Was sticht für Sie persönlich im Alltag mit dem Coronavirus besonders heraus? Die Antwort hat uns überrascht. 81 Prozent der Emmericher nennen im Rahmen des NRZ-Bürgerbarometers die Sorge um den Erhalt der Geschäfte und Gastronomien. Die Sorge um die Gesundheit, die wir vorne erwartet hätten, kommt mit 66 Prozent deutlich dahinter auf Platz 2.

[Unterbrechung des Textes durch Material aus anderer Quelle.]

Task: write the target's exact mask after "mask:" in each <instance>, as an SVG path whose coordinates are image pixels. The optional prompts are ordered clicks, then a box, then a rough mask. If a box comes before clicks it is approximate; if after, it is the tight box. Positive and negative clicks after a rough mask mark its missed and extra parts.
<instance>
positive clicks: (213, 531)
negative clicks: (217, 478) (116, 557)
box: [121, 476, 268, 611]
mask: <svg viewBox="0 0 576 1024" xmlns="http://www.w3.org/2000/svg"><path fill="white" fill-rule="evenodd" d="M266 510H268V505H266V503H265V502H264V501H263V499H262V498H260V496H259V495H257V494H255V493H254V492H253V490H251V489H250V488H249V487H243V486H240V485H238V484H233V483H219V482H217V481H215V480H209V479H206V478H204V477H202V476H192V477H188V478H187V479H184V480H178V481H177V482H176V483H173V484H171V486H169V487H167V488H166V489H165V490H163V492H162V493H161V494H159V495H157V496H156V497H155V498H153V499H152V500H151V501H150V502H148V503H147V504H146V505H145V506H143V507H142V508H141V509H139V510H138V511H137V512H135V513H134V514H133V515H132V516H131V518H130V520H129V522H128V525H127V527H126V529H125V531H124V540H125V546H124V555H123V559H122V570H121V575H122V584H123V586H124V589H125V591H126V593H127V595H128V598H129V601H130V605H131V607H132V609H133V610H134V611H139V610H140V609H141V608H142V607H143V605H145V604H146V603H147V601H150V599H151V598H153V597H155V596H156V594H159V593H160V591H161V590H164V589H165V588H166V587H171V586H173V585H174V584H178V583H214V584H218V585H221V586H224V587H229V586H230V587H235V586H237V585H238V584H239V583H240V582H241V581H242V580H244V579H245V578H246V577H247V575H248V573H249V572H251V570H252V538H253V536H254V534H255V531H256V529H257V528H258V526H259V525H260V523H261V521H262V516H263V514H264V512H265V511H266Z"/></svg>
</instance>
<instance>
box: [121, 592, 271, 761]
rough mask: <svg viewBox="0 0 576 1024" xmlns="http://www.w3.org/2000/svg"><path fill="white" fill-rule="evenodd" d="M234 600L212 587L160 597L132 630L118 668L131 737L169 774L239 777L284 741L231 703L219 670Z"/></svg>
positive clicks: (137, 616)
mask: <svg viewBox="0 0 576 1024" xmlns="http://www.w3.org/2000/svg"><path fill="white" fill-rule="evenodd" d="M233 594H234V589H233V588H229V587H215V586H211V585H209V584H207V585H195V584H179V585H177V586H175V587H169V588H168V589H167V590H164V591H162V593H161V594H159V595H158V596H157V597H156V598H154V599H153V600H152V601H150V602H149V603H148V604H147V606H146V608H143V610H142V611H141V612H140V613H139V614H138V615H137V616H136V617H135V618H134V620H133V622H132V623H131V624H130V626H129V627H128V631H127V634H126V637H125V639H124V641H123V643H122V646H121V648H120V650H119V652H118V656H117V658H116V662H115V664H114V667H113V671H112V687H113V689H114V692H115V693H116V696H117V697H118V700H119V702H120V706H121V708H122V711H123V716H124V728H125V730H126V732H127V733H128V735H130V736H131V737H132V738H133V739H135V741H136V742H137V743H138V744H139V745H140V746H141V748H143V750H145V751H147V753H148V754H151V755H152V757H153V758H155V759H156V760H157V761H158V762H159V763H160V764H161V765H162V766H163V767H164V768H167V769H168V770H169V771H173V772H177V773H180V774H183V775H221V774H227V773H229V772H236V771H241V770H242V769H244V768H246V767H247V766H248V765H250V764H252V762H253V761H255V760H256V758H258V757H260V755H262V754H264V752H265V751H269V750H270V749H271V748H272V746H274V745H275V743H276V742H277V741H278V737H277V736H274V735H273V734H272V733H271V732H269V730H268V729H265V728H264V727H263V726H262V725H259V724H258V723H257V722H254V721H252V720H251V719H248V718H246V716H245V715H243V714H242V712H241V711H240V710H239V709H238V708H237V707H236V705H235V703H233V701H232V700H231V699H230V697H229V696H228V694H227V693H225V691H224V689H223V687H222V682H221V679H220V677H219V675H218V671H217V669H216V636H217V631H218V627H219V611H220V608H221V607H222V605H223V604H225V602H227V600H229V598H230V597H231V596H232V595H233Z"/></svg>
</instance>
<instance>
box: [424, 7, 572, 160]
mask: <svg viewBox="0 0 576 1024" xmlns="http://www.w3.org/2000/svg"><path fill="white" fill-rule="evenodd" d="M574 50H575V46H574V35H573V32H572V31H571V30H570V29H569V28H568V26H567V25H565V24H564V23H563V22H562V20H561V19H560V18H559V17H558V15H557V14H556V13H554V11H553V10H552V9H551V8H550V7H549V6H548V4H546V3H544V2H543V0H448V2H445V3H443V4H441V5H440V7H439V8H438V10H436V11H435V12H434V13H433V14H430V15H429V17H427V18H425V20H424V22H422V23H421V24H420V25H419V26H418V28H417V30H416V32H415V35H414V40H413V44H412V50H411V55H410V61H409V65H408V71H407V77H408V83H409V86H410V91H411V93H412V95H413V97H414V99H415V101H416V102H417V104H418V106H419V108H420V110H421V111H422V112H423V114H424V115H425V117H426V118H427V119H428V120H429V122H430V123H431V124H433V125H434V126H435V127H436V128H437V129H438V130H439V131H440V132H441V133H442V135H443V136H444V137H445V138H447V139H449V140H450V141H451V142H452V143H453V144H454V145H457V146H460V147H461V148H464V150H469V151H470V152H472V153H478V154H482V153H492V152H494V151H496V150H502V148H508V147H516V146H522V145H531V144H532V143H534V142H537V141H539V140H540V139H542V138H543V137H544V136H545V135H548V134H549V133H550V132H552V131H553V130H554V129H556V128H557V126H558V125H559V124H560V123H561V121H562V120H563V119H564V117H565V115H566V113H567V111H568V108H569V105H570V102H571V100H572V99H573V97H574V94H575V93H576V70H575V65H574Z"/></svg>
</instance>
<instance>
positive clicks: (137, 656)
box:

Emmerichs Wirtschaftsförderin Sara Kreipe kann sich das durchaus erklären: „Das hat mit der Entwicklung der vergangenen zehn Jahre zu tun. Die Bürger sind sensibilisiert, das zu schützen, was noch da ist.“

Horst Welling: „Das ist eine schöne Bestätigung“

Horst Welling, Wirt der Traditionsgaststätte Zum Raben an der Kirchstraße, freut sich über den Zuspruch: „Das ist eine schöne Bestätigung. Wir sind doch eine große Familie.“ Noch kurz vor dem Corona-Ausbruch im März wurden in der Gaststätte drei Jubiläen zugleich gefeiert: 190 Jahre Zum Raben, der 60. Geburtstag Wellings und 20 Jahre Welling im Raben. Doch die Vorboten waren am 14. März schon zu spüren. Von 110 geladenen Gästen kamen 60 und es wurde auf Abstand gefeiert.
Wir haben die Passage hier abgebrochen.